This study aimed to develop a genotypic method to predict HIV-1 coreceptor usage by employing the nucleotide sequence of the env gene in a tree-augmented naive Bayes (TAN) classifier, and to evaluate its accuracy in prediction compared with other available tools.Methods
A wrapper data-mining strategy interleaved with a TAN algorithm was employed to evaluate the predictor value of every single-nucleotide position throughout the HIV-1 env gene. Based on these results, different nucleotide positions were selected to develop a TAN classifier, which was employed to predict the coreceptor tropism of all the full-length env gene sequences with information on coreceptor tropism currently available at the Los Alamos HIV Sequence Database.Results
Employing 26 nucleotide positions in the TAN classifier, an accuracy of 95.6%, a specificity (identification of CCR5-tropic viruses) of 99.4% and a sensitivity (identification of CXCR4/dual-tropic viruses) of 80.5% were achieved for the in silico cross-validation.
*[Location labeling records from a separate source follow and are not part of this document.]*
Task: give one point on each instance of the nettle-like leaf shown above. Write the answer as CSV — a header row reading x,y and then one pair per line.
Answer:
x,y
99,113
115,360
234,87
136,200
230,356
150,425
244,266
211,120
Compared with the phenotypic determination of coreceptor usage, the TAN algorithm achieved more accurate predictions than WebPSSM and Geno2pheno [coreceptor] (P < 0.05).Conclusions
The use of the methodology presented in this work constitutes a robust strategy to identify genetic patterns throughout the HIV-1 env gene differently present in CCR5-tropic and CXCR4/dual-tropic viruses. Moreover, the TAN classifier can be used as a genotypic tool to predict the coreceptor usage of HIV-1 isolates reaching more accurate predictions than with other widely used genotypic tools. The use of this algorithm could improve the correct prescribing of CCR5 antagonist drugs to HIV-1-infected patients.